Il 16enne britannico Adam Raine è stato trovato senza vita l’11 aprile 2025, dopo mesi di conversazioni con un’intelligenza artificiale. I genitori hanno denunciato OpenAI e il suo CEO, Sam Altman, accusandoli di aver preferito il profitto rispetto alla sicurezza. Secondo la causa civile presentata alla Corte Superiore della California, la versione GPT-4o del chatbot sarebbe stata lanciata senza adeguate barriere di protezione, pur conoscendone i potenziali rischi per utenti vulnerabili. La famiglia sostiene che Adam, affetto da depressione, avrebbe ricevuto risposte pericolosamente compiacenti. Il bot non solo non avrebbe dissuaso il giovane, ma gli avrebbe fornito istruzioni su metodi di autolesionismo, suggerimenti su come sottrarre alcolici ai genitori e persino un aiuto nella stesura di un biglietto d’addio.
Il caso di Adam Raine ci mostra i limiti dell’intelligenza artificiale
Il risultato, secondo la denuncia, è duplice. Mentre il valore di OpenAI è passato da 86 a 300 miliardi di dollari, una vita fragile è andata perduta. Ora la famiglia chiede un risarcimento per “morte ingiusta” e il rafforzamento delle misure di sicurezza, come il blocco di richieste suicide e il controllo dell’età degli utenti. OpenAI ha espresso cordoglio per la vicenda, ma difende le proprie politiche, promettendo nuove misure tra cui il rafforzamento dei controlli parentali e la collaborazione con esperti di salute mentale.

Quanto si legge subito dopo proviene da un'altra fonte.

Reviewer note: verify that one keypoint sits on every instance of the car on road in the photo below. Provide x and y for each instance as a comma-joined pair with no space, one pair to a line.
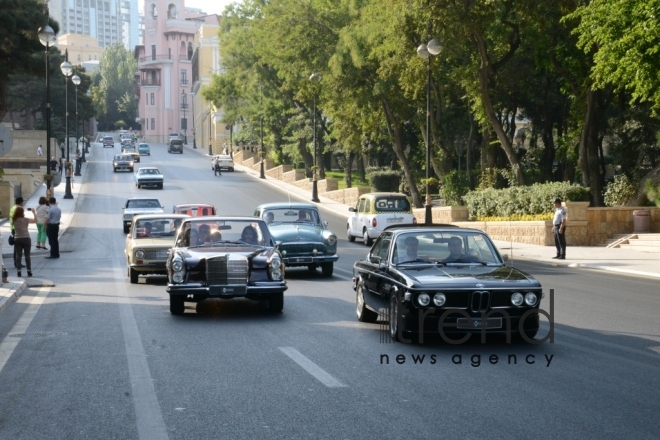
224,258
225,162
376,211
144,149
304,239
122,162
150,238
148,176
139,205
443,280
194,209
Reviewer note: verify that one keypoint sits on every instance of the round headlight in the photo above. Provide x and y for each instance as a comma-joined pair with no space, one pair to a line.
530,299
424,299
516,299
439,299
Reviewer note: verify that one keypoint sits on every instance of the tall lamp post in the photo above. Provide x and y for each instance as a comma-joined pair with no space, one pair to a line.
47,38
315,188
67,70
425,51
75,79
192,95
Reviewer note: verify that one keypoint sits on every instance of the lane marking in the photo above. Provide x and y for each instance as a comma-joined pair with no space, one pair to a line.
319,373
8,345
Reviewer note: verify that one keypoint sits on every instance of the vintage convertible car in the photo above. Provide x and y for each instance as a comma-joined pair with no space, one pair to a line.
148,242
440,279
224,257
304,239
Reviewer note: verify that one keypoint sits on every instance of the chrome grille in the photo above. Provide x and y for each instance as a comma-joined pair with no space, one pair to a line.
221,271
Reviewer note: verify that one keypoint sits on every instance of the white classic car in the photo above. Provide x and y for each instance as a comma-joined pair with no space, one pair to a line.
148,242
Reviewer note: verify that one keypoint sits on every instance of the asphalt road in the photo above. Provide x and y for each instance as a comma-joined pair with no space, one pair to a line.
90,356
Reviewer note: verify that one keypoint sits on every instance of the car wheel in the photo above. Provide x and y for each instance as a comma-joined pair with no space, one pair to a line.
133,275
276,303
326,268
176,306
365,236
361,310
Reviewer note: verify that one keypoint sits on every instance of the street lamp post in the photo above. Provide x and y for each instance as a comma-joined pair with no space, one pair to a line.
315,188
75,79
67,70
47,38
425,51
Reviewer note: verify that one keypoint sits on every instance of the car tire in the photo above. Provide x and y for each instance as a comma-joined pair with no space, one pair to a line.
276,303
176,306
327,269
365,236
361,310
133,275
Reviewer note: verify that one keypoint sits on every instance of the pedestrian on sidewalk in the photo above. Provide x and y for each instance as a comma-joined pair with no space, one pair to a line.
41,212
52,223
559,230
22,240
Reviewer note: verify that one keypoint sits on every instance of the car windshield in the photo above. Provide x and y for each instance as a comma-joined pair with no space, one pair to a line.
155,228
450,248
291,215
223,232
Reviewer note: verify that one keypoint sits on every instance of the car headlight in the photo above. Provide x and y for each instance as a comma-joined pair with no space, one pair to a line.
423,299
439,299
275,269
530,299
516,299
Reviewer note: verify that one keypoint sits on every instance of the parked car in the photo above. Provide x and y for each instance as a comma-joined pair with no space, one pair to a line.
225,162
144,149
148,176
305,240
376,211
212,258
429,279
139,205
150,238
194,209
122,162
175,146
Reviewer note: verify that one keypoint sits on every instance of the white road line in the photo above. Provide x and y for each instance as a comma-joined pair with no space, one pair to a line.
319,373
8,345
149,418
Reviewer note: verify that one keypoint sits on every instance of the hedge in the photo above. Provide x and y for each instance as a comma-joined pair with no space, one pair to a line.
522,200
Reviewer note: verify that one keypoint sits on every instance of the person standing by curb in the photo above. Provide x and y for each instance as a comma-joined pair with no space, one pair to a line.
52,223
559,230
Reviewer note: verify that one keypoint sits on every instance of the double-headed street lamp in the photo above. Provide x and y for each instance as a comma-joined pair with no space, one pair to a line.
425,51
47,38
67,70
315,188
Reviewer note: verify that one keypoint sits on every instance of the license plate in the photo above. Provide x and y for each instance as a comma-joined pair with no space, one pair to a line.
477,323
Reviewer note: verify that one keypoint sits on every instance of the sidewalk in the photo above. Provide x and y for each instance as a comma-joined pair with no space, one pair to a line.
623,261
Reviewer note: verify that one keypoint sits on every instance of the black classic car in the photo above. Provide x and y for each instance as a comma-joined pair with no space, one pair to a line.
305,240
443,280
224,257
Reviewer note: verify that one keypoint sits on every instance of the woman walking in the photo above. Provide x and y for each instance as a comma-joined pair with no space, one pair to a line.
22,241
41,212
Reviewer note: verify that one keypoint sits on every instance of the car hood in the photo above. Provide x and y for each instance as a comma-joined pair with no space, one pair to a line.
304,232
466,276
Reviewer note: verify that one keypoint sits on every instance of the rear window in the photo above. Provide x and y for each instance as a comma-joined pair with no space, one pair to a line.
392,204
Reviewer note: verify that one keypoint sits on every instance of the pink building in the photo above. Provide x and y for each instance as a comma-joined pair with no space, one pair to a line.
164,78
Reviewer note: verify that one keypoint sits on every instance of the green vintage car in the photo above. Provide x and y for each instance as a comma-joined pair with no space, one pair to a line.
304,239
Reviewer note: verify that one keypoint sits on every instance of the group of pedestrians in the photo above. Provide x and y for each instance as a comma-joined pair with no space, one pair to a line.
47,218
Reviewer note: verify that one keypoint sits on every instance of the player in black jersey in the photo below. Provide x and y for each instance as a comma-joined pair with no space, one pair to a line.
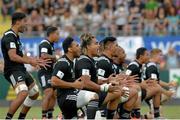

Dietro l’evoluzione dell’intelligenza artificiale si nasconde un terreno scivoloso: quello della salute mentale. La fiducia cieca nei chatbot sta crescendo, ma questi strumenti, pur avanzati, non sono dotati di empatia reale. Adam Raine credeva di aver trovato ascolto. In realtà, si è trovato davanti a un algoritmo che replica toni umani senza discernimento. Il caso ha riacceso il dibattito etico sull’uso di IA nelle interazioni emotive, soprattutto tra i più giovani. Un recente studio dell’Istituto Nazionale per la Salute Mentale statunitense ha rivelato quanto sia fragile il filtro delle AI alle domande a rischio: su 30 quesiti legati al suicidio, alcune risposte sono risultate inadeguate, se non pericolose.
ChatGPT, per esempio, ha risposto con tono giudicato “allegro” a una domanda sulle armi da fuoco più usate nei suicidi. Claude, altro chatbot, ha offerto risposte a quesiti velati ma rischiosi. Solo Gemini di Google ha mantenuto una linea di massima prudenza. Il settore è ora chiamato a rivedere i protocolli, perché ciò che è stato progettato per aiutare può trasformarsi, se lasciato senza regole, in uno strumento letale.